In 2009 I reviewed Lustrum, the second of Robert Harris’s 'Cicero Trilogy', for the Financial Times. Praising Harris’s ‘distinctive excellence’, I wrote that he ‘understands politics and how to dramatise them: their necessary imperfection, their dependence on the embrace of lesser evils and shabby means that serve higher ends.’
Last night I went along to the LSE Literary Festival to hear Harris talk with Peter Kemp of the Sunday Times on the theme of 'The Political Novel' – an event organised in association with the Royal Society of Literature. Harris’s ability to discuss his working process, his view of the world and how he conceives his fiction is matchless in its assurance. As a huge Harris fan, and having spent the last few years writing and researching my own novel of politics The Knives (forthcoming from Faber this August) I could hardly have passed a more thoroughly engrossing ninety minutes. My notes from the evening are as follows:
1. In his early twenties, having been president of both the Cambridge Fabian Society and the Union, Harris contemplated seeking selection as a Labour MP. But he came to the view that the ‘modes of thinking’ for a politician and for a writer were too far apart, and that he preferred the latter. Having done that much hard thinking, though, he readily admits still to a ‘sneaking sympathy’, an ‘instinctive empathy’, for working politicians. He told the audience in tones of relief that it was some peoples’ jobs to get up in the morning and think about Brexit or the junior doctors, but not his.

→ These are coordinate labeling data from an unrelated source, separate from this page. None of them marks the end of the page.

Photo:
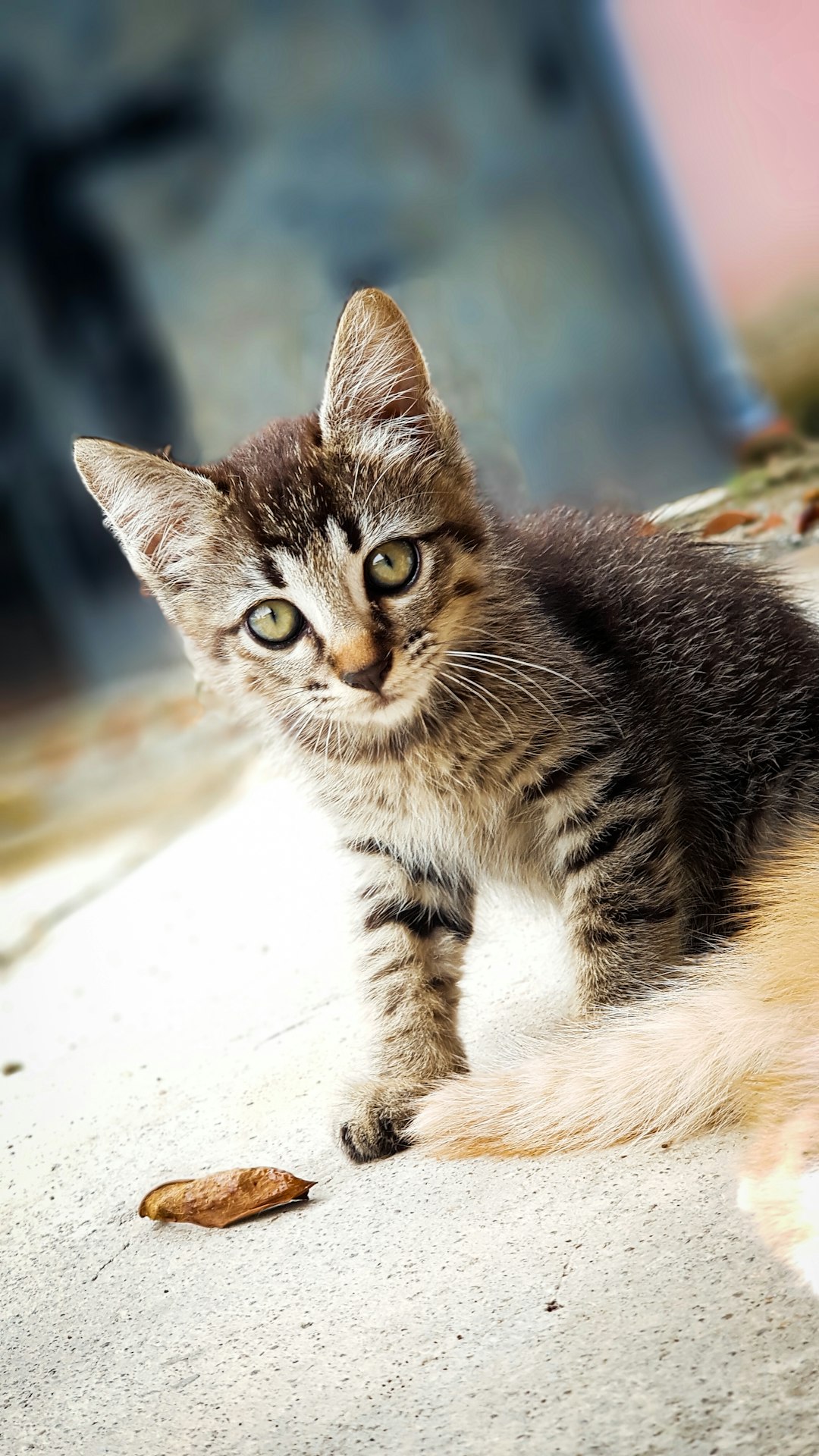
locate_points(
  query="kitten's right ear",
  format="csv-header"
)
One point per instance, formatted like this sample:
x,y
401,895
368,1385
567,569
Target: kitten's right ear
x,y
155,507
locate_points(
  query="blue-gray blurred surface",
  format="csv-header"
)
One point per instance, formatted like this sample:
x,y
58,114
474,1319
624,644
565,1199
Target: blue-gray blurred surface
x,y
190,191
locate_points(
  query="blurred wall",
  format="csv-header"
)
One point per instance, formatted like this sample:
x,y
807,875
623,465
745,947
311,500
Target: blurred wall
x,y
200,187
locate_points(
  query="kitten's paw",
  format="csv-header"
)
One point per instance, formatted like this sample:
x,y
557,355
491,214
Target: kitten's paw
x,y
378,1122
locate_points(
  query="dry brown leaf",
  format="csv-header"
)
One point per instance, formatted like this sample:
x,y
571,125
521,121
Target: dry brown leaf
x,y
726,520
222,1199
771,523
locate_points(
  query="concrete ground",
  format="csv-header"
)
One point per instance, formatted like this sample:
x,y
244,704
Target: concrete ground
x,y
200,1015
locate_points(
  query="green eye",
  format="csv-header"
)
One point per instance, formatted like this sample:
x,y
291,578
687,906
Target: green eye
x,y
276,623
391,566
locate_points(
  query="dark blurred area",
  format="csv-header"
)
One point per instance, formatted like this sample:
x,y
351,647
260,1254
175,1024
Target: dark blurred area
x,y
190,193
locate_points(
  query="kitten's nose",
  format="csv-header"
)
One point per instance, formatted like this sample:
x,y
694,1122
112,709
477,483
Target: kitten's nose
x,y
371,676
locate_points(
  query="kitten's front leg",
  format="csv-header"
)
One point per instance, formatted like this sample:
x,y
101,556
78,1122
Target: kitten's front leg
x,y
623,905
416,925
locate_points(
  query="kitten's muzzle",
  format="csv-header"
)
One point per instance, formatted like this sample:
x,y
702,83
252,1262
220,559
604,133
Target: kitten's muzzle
x,y
371,676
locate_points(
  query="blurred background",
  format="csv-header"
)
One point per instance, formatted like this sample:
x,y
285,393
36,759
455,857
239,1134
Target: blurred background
x,y
602,220
582,206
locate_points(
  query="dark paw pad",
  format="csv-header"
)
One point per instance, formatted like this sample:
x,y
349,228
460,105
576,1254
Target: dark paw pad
x,y
375,1138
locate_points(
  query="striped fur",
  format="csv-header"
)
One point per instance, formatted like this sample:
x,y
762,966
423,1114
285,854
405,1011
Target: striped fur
x,y
624,724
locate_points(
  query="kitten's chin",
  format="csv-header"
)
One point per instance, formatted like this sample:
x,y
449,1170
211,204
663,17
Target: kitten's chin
x,y
388,711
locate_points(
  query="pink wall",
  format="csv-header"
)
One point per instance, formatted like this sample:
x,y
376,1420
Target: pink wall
x,y
733,91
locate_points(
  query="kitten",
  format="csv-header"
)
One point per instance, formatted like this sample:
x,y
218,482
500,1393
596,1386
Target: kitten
x,y
624,724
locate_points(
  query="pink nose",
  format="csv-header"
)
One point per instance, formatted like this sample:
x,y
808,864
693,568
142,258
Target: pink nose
x,y
371,676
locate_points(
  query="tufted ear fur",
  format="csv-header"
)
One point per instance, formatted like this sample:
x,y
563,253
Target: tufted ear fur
x,y
378,395
156,509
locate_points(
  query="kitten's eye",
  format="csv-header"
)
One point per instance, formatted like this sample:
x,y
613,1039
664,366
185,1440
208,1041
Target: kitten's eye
x,y
391,566
276,623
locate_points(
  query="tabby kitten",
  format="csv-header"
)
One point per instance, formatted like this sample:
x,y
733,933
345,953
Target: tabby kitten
x,y
623,724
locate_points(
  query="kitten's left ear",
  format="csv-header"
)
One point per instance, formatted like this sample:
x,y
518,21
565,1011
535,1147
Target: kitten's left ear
x,y
156,509
378,388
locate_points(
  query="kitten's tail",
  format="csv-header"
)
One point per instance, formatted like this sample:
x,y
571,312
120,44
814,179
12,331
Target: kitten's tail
x,y
727,1044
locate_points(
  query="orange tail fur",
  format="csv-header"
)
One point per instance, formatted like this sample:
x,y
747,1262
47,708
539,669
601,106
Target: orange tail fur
x,y
736,1043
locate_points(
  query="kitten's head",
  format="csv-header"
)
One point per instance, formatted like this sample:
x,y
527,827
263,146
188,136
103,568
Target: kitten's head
x,y
319,571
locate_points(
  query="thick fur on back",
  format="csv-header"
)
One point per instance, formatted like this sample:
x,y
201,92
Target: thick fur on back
x,y
623,724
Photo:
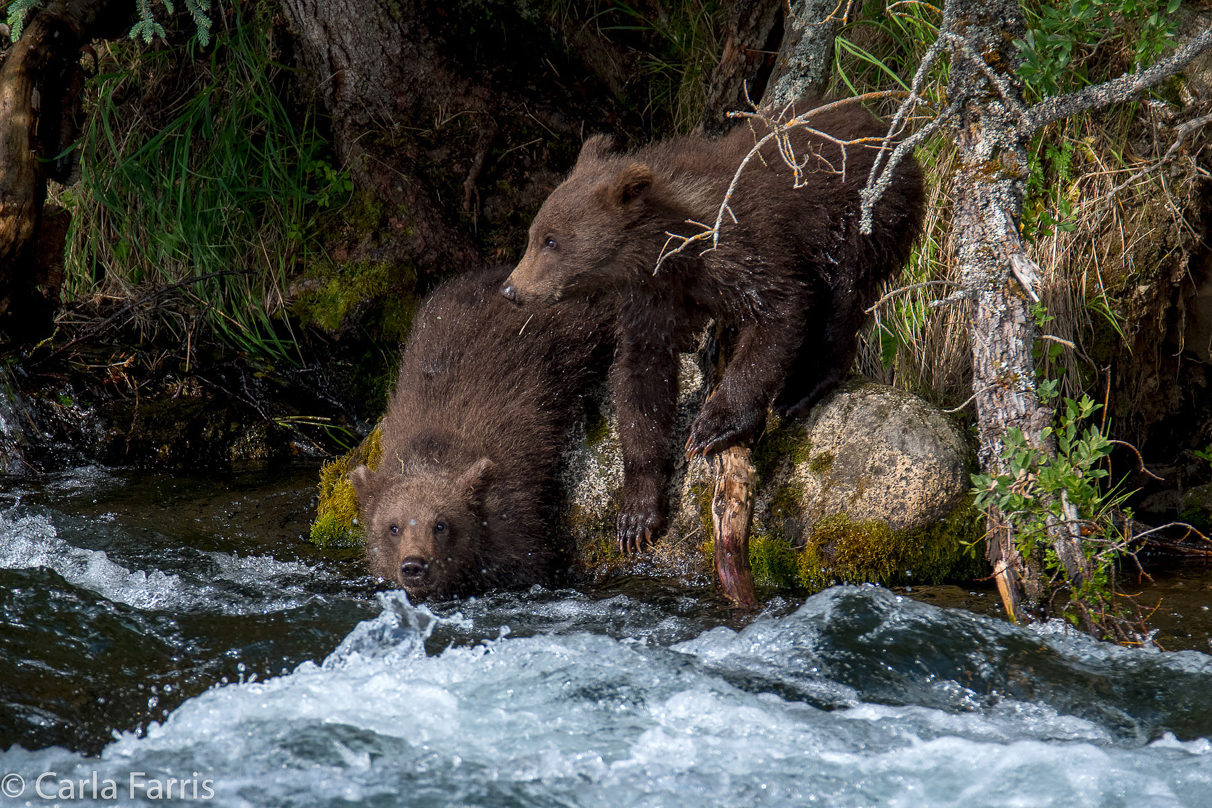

2. He was shrewd and amusing about his early career path: how, post-Cambridge, having set himself on journalism, but having come from ‘the provinces’, he had no intention of going back there to serve a necessary Fleet Street apprenticeship; and so went for and secured a BBC traineeship. Later he was again acerbically funny in pointing out that, while his path through university and media would have made easy enough material for the sorts of English novels “that have been written by others” he felt this was inadequate material for good fiction.
3. In digression, some of his liveliest tales concerned his association, beginning at Cambridge, with the ‘controversial’ historian David Irving, who certainly knew that the so-called ‘Hitler Diaries’ were a forgery. I was reminded of Christopher Hitchens’ account of the kind of hair-raising ‘wit’ a writer will expose himself to if keeping Irving’s company.
4. Harris was fascinating on how his bestselling fictional debut Fatherland began as a non-fiction project, ‘a Baedeker guide to a world that never existed’, until he realised the freedom he needed to start making things and characters up.
5. Also v intriguing: his description of how, instead of Pompeii (2003), he nearly published – spent quite some considerable time on – a dystopian novel about an America whose politics fall under the sway of a Disney-like corporation. Clearly he chose well to jack that US-set book in and find another imaginative way to write about an empire under threat.
6. His two big tips for an aspiring novelist? 1) Have some sense of what your ending will be, where you are heading, even if you detour along the way. 2) The point-of-view of the narration determines everything.
7. An additional tip for the thriller writer: have a tight time-frame. Then shorten it.
8. Really fascinating for anyone who knows cinema (i): Harris talked about admiring and wanting as a novelist to emulate the film directing career of Stanley Kubrick, who, he felt, ‘could do any place.’ I suspect this wish is rather a common one.
9. Really fascinating for anyone who knows cinema (ii): Harris was very funny about his collaborations with Roman Polanski – to wit, how he sent Polanski the manuscript of An Officer and a Spy (the idea of a Dreyfus project Polanski had, after all, initiated), and then received copious notes on his prose from the maestro down the telephone.
10. Asked if he would contemplate a contemporary Westminster-set novel, comparable perhaps to the works of Trollope (which Harris ‘loves’), he admitted to some reluctance – that the Commons is no longer the most powerful legislator in the world as in Victorian times, that the drama and the stakes are just not the same. That said, he was surprisingly passionate – surprising even himself perhaps – when he talked of the drama he discerned in the ‘coded battle’ that had taken place in the House just the other day between David Cameron and Boris Johnson; and he evoked the ‘Shakespearean’ falling-out of the Miliband brothers and ‘what had happened to the Labour Party’ because of it.
11. Asked for his thoughts on political fiction that emphatically set itself on one ‘wing’ of a political argument, Harris was emphatic, saying that he felt for a novelist to try to ‘animate an ideology’ was a ‘fatal move.’ Though a Labour supporter still, he made clear: ‘I can’t believe that virtue is all on this side.’ This is as near as dammit a quotation from Trollope, and an eloquent gesture from one master of the form to another.
12. In my view Harris's early non-fiction works should be read just as keenly as his novels, for all that he has firmly chosen the latter camp now for his output. But at one point last night he looked a little wistful in remarking that his The Making of Neil Kinnock (Faber, 1984) is probably 'not much read these days.' It should be read by anyone interested in British politics - "now more than ever", perhaps.